Published in The Journals of Gerontology, researchers wanted to see if there was a correlation between drinking and marital happiness, specifically among older couples.

The study found that: "Concordant drinking couples reported decreased negative marital quality over time, and these links were significantly greater among wives."

Wives who reported drinking alcohol reported decreased negative marital quality over time when husbands also reported drinking and increased negative marital quality over time when husbands reported not drinking.

To paraphrase this, it basically found that if the couple are drinking in moderation, they're both happy. But if only one of them is drinking, well, that's less good.

The key part of this 'happiness' drinking lies entirely with how much you drink and, obviously, at what time you're doing the drinking.

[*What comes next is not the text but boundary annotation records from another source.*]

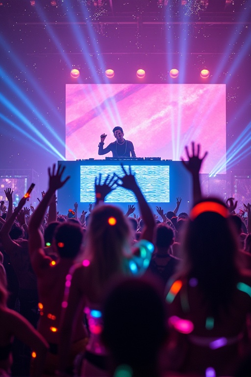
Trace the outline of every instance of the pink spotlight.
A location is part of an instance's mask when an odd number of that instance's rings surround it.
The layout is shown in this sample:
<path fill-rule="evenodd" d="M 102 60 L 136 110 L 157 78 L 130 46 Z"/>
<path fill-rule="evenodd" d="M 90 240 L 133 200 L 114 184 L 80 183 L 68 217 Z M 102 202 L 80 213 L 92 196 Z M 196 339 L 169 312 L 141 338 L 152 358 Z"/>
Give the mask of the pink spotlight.
<path fill-rule="evenodd" d="M 113 69 L 107 69 L 105 71 L 105 76 L 108 79 L 112 79 L 114 77 L 114 71 Z"/>
<path fill-rule="evenodd" d="M 144 69 L 138 69 L 137 71 L 137 77 L 139 79 L 143 79 L 146 76 L 146 72 Z"/>
<path fill-rule="evenodd" d="M 210 72 L 208 69 L 202 69 L 201 71 L 201 77 L 202 79 L 207 79 L 209 77 Z"/>
<path fill-rule="evenodd" d="M 80 73 L 78 69 L 72 69 L 71 71 L 71 76 L 74 79 L 77 79 Z"/>
<path fill-rule="evenodd" d="M 178 71 L 176 68 L 173 68 L 171 70 L 169 75 L 172 79 L 176 79 L 178 76 Z"/>

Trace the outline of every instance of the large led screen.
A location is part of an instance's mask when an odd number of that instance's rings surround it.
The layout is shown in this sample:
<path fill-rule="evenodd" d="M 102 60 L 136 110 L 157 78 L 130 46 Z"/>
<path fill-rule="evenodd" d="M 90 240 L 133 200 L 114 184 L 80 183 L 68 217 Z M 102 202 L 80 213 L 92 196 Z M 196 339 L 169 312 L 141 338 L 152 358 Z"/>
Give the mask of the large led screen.
<path fill-rule="evenodd" d="M 125 167 L 126 169 L 126 164 Z M 169 166 L 131 165 L 133 174 L 136 174 L 139 187 L 149 203 L 169 203 L 170 202 Z M 95 201 L 95 192 L 93 183 L 100 173 L 100 166 L 80 166 L 80 202 Z M 102 171 L 105 174 L 112 175 L 113 173 L 119 177 L 123 174 L 120 166 L 103 165 Z M 161 177 L 161 179 L 159 177 Z M 118 187 L 107 195 L 106 200 L 110 203 L 130 203 L 135 201 L 134 194 L 130 190 Z"/>
<path fill-rule="evenodd" d="M 120 126 L 137 157 L 179 161 L 184 147 L 200 143 L 208 156 L 201 173 L 226 172 L 226 85 L 223 84 L 76 84 L 66 88 L 66 158 L 99 156 Z"/>

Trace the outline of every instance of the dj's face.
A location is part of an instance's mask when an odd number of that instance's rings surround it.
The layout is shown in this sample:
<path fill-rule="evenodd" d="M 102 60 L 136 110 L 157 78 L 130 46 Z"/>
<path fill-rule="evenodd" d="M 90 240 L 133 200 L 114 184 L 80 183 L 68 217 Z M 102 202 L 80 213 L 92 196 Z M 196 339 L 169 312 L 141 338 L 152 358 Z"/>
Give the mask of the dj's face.
<path fill-rule="evenodd" d="M 120 130 L 116 130 L 114 133 L 114 136 L 118 141 L 122 141 L 124 138 L 124 132 L 121 132 Z"/>

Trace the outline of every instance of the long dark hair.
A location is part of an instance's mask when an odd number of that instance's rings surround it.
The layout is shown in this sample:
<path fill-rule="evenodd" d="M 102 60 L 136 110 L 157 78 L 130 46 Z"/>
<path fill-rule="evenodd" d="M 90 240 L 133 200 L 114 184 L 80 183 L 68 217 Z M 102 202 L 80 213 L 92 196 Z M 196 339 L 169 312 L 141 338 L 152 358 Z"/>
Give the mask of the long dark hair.
<path fill-rule="evenodd" d="M 218 199 L 200 202 L 209 202 L 209 207 L 210 202 L 218 203 L 227 213 L 227 207 Z M 182 269 L 188 278 L 197 279 L 209 310 L 215 316 L 222 309 L 227 311 L 239 275 L 237 237 L 227 216 L 210 211 L 190 219 L 184 235 Z"/>

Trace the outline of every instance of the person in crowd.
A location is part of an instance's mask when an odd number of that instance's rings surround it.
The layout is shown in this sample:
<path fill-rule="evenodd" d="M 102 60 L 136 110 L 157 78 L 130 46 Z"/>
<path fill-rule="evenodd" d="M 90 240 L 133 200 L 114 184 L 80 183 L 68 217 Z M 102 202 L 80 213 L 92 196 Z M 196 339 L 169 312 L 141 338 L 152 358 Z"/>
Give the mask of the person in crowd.
<path fill-rule="evenodd" d="M 112 152 L 113 157 L 136 157 L 134 147 L 131 141 L 124 138 L 123 130 L 119 126 L 114 127 L 112 130 L 116 141 L 110 143 L 104 149 L 104 141 L 107 136 L 105 134 L 100 135 L 100 141 L 99 144 L 99 155 L 106 155 L 109 152 Z"/>
<path fill-rule="evenodd" d="M 82 309 L 84 307 L 88 320 L 90 338 L 81 376 L 107 376 L 107 353 L 100 339 L 102 329 L 100 311 L 106 287 L 112 278 L 125 274 L 136 274 L 138 271 L 145 269 L 151 255 L 153 245 L 149 242 L 152 242 L 155 226 L 153 215 L 131 173 L 130 167 L 128 173 L 123 165 L 122 169 L 124 176 L 119 180 L 114 181 L 113 176 L 108 176 L 101 184 L 100 175 L 96 180 L 96 206 L 92 212 L 86 232 L 85 259 L 71 272 L 70 291 L 66 290 L 63 303 L 67 307 L 60 338 L 59 366 L 62 375 L 65 373 L 65 360 L 70 347 L 76 311 L 82 307 Z M 144 220 L 143 240 L 136 255 L 131 249 L 130 228 L 127 218 L 119 208 L 101 204 L 106 195 L 115 188 L 114 182 L 115 185 L 134 192 Z M 143 259 L 145 260 L 144 263 Z"/>
<path fill-rule="evenodd" d="M 182 242 L 182 262 L 167 289 L 170 344 L 177 351 L 170 358 L 182 373 L 231 376 L 245 356 L 240 347 L 251 311 L 251 274 L 237 263 L 237 235 L 227 206 L 201 197 L 199 171 L 206 154 L 201 158 L 194 143 L 191 154 L 186 149 L 194 206 Z"/>
<path fill-rule="evenodd" d="M 163 294 L 154 281 L 144 277 L 117 280 L 108 291 L 102 312 L 101 337 L 108 352 L 109 376 L 162 375 L 161 350 L 168 330 Z"/>
<path fill-rule="evenodd" d="M 49 188 L 35 210 L 29 223 L 29 251 L 31 265 L 37 278 L 39 308 L 40 317 L 38 329 L 48 342 L 50 348 L 44 372 L 53 376 L 57 367 L 57 353 L 59 341 L 59 328 L 62 310 L 66 278 L 75 258 L 79 253 L 83 240 L 83 231 L 76 220 L 65 221 L 55 229 L 52 247 L 58 255 L 55 262 L 46 255 L 44 249 L 44 238 L 40 231 L 46 209 L 55 195 L 70 179 L 62 179 L 64 168 L 55 164 L 48 169 Z M 51 223 L 51 224 L 53 223 Z M 66 360 L 67 366 L 71 368 L 78 347 L 82 350 L 87 342 L 87 334 L 83 325 L 82 313 L 77 315 L 77 321 L 73 335 L 72 354 Z"/>
<path fill-rule="evenodd" d="M 29 376 L 42 376 L 48 344 L 42 335 L 24 317 L 9 309 L 6 302 L 8 294 L 0 280 L 0 376 L 11 375 L 12 349 L 14 337 L 32 350 L 32 363 Z"/>
<path fill-rule="evenodd" d="M 166 285 L 168 280 L 176 272 L 178 259 L 171 254 L 171 246 L 175 241 L 173 229 L 160 223 L 155 228 L 154 252 L 148 271 L 158 276 Z"/>
<path fill-rule="evenodd" d="M 23 238 L 24 229 L 14 224 L 26 200 L 25 197 L 21 199 L 15 211 L 3 224 L 0 230 L 0 240 L 19 283 L 20 313 L 36 327 L 38 318 L 37 279 L 30 264 L 28 241 Z"/>

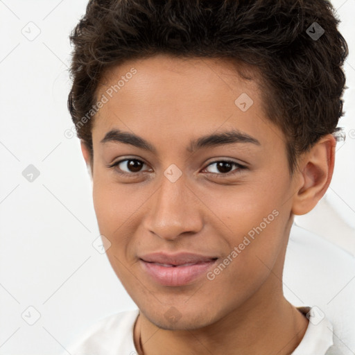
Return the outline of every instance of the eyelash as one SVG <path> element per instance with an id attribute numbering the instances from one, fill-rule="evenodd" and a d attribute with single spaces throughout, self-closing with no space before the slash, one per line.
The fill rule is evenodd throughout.
<path id="1" fill-rule="evenodd" d="M 127 162 L 127 161 L 130 161 L 130 160 L 135 160 L 137 162 L 140 162 L 143 163 L 144 164 L 146 165 L 146 163 L 145 162 L 144 162 L 143 160 L 141 160 L 141 159 L 134 159 L 134 158 L 126 158 L 126 159 L 123 159 L 122 160 L 119 160 L 118 162 L 115 162 L 115 163 L 114 163 L 114 164 L 112 164 L 111 165 L 107 165 L 107 168 L 114 168 L 116 166 L 117 166 L 119 164 L 122 163 L 123 162 Z M 239 163 L 237 163 L 236 162 L 233 162 L 233 161 L 231 161 L 231 160 L 216 160 L 215 162 L 211 162 L 211 163 L 209 163 L 206 166 L 206 168 L 204 168 L 203 170 L 205 170 L 205 168 L 207 168 L 208 166 L 209 166 L 211 164 L 216 164 L 216 163 L 220 163 L 220 162 L 232 164 L 234 165 L 235 166 L 236 166 L 238 168 L 234 169 L 234 170 L 233 170 L 233 171 L 230 171 L 229 173 L 226 173 L 225 174 L 223 174 L 222 173 L 207 173 L 208 175 L 212 175 L 215 178 L 225 178 L 225 177 L 232 176 L 232 175 L 236 175 L 238 173 L 240 173 L 241 171 L 245 170 L 247 168 L 246 166 L 244 166 L 243 165 L 241 165 Z M 119 175 L 122 175 L 122 176 L 128 177 L 128 178 L 135 178 L 138 175 L 142 173 L 141 172 L 139 172 L 139 173 L 122 173 L 121 171 L 119 171 L 117 169 L 116 169 L 116 172 L 117 173 L 119 173 Z"/>

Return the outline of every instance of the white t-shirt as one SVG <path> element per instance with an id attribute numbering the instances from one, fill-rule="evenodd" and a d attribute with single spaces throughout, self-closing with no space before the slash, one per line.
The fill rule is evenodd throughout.
<path id="1" fill-rule="evenodd" d="M 302 340 L 291 355 L 341 355 L 334 345 L 333 326 L 328 319 L 320 317 L 316 307 L 297 309 L 309 314 L 309 322 Z M 138 309 L 126 311 L 101 320 L 68 352 L 71 355 L 136 355 L 133 330 L 139 312 Z"/>

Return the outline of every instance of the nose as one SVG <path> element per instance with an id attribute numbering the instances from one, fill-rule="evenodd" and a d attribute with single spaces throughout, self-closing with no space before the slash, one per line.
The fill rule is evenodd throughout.
<path id="1" fill-rule="evenodd" d="M 163 175 L 160 187 L 149 200 L 146 230 L 170 241 L 183 233 L 198 233 L 203 226 L 203 203 L 196 192 L 187 186 L 184 175 L 174 182 Z"/>

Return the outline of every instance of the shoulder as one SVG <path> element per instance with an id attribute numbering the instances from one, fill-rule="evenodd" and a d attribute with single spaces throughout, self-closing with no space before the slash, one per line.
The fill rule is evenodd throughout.
<path id="1" fill-rule="evenodd" d="M 139 311 L 125 311 L 105 317 L 72 343 L 65 354 L 116 355 L 135 352 L 133 328 Z"/>

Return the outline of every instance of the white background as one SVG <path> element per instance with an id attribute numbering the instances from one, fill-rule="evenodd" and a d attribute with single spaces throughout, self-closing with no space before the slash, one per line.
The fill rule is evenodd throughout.
<path id="1" fill-rule="evenodd" d="M 340 122 L 347 137 L 326 197 L 296 222 L 355 253 L 355 0 L 333 3 L 350 51 Z M 86 4 L 0 0 L 1 355 L 60 354 L 96 320 L 136 308 L 92 245 L 99 232 L 91 182 L 78 139 L 64 135 L 73 126 L 68 36 Z M 40 174 L 33 182 L 22 175 L 29 164 Z M 37 312 L 29 325 L 24 319 Z"/>

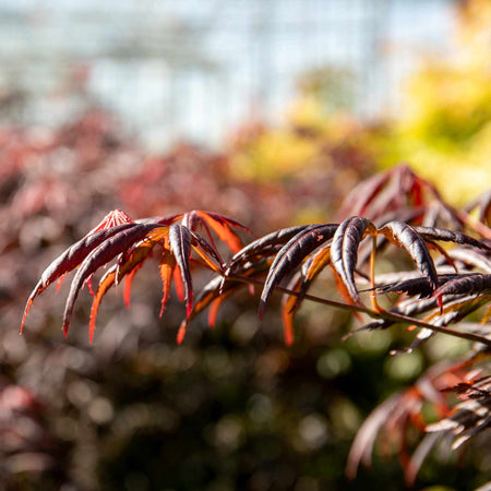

The findings of the research highlighted the importance of the drinking status, that being why, where and when you're consuming alcohol.

We shouldn't have to tell you that just one drink together is totally fine, and better for your happiness as a couple, as opposed to getting drunk off your face at the break of dawn.

The study continues:

These findings are particularly salient given the increased drinking among baby boomers and the importance of marital quality for health among older couples.

To conduct the study, they analysed 4,864 mixed participants who had all been married for roughly 33 years.

Dr. Kira Birditt spoke to Reuters about the study:

The study shows that it's not about how much they're drinking, it's about whether they drink at all.

We're not suggested that people should drink more or change the way they drink.

Birditt went on to speculate that spouses have a powerful impact on each other, giving the idea that if one were to stop drinking, the other should absolutely stop too.

Heavy drinkers were left out of the study pool.

Dr Fred Blow, from The University of Michigan, defended this choice:

Problem drinkers are a whole different kettle of fish. Serious heavy drinkers have disruptive relationships with people, particularly their partners. That’s an important issue that should be looked at going forward.

Whatever it is you take from this study, please drink responsibly.